Dave's problem is slow upload speed, he has to optimize his videos to retain as much quality in a reasonable amount of disk space. The camera format (and camera videos in general) are not optimized for that, no matter the scene complexity the camera will use the same disk space, they have a hardware encoder inside that balance battery consumption with encoding complexity and encoding time.
Dave imports these video into the editor, makes some cuts and stuff on the videos, saves into h264 with some big file - high quality setting (hence no actual real processing work, no big cpu usage by the editor), and then the video goes to handbrake which encodes with specific settings that shrink the video file size while retaining as much quality (constant quality factor, each frame has same quality, size varying depending on complexity)
Anyway... I was the one pushing for AMD as a good solution for the money, but I'm perfectly fine with Dave's choise for the 3770k.

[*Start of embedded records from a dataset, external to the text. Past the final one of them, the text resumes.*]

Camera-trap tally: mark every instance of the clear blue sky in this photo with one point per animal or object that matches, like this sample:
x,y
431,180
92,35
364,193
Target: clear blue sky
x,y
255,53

Hardware wise, the only thing I don't like about that configuration is the power supply.. i personally don't trust Thermaltake like I said, and I'd recommend paying a bit more for a psu with Japanese capacitors and more modern OEM design/architecture. I would go for a psu that has a Delta or Seasonic OEM design inside, but you'd have to search for reviews for each psu and determine that, which takes time.
But in the end, that Litepower will be OK, the system won't even use half of the maximum power it's rated for, it will be OK.